Lenten Devotional
Image by Rebecca K Photography
By Morris DuBose, Trinity United Methodist Church A joke I know from my childhood takes a look at the idea that it doesn’t take much tweaking to get from dog to God. And maybe that joke was on to something. People are often looking for a way to understand God. To say that it isn’t easy would be the grossest of understatements. The conflicting imagery, fears, and opinions, from every different quarter, make it very difficult to put your faith in any clear idea of God. There are a lot of people who treat God as some Genie, paying the most attention to God during times of struggle and need. Offering earnest prayers to their magical friend when the going gets tough. When, however, if that thing is acquired or that crisis passes or becomes a permanent part of life, the people in this category find it challenging to maintain the same enthusiastic participation in their dialogue with God. Other people reflect on God as similar to the creator figure in a lesser-known Tolkien work, “The Silmarillion,” wherein all things are created, an order is established, and a series of rules that govern the universe are set down by an indifferent being who, upon completion disappears off for, what I imagine, is a divine vacation.
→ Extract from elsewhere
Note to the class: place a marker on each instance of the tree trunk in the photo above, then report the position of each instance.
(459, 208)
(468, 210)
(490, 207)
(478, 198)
At the end of the day, I don’t know if, on this side of eternity I will know which of the two is closer to fact. But I have found an analogy far from either and closer to the joke of my childhood. Not that God is my pet, for as Aslan asserted, “I am not a tame lion.” And while it seems true that I cannot just command God here and there, there is a closeness reminiscent of a beloved dog. As in the relationship we develop with a beloved pet, in our times of celebration, they dance around our rooms with us, reveling in our joy, and seemingly deeply connected to our emotional outpouring. When we are sick, emotionally in tune pets wait at our side or cuddle up to us as a warm body. In our moments of emotional turmoil, at the ends of relationships, at the losses of jobs, at the failures and frustrations in our lives, the love of our dogs creates a space for us to nurture, care and reflect beyond ourselves in that moment. And to continue to feel love, appreciation, and enthusiasm for who we are, beyond any evidence to the contrary. Our dogs even go so far as to occasionally look into our souls and force us to reflect on the decisions that we’ve made that do not resemble our best selves. So while I don’t seek to assert that God is in fact a pet that we manage, if we understand our relationship to God more like the way that we understand our relationship to our dog, perhaps we will better appreciate God’s contribution in both our times of joy and our times of sorrow, but also our times of silence and shame, and the seemingly boring moments that can distract us the most. We can be aware that in all of those times, God walks beside us… and sometimes licks our face.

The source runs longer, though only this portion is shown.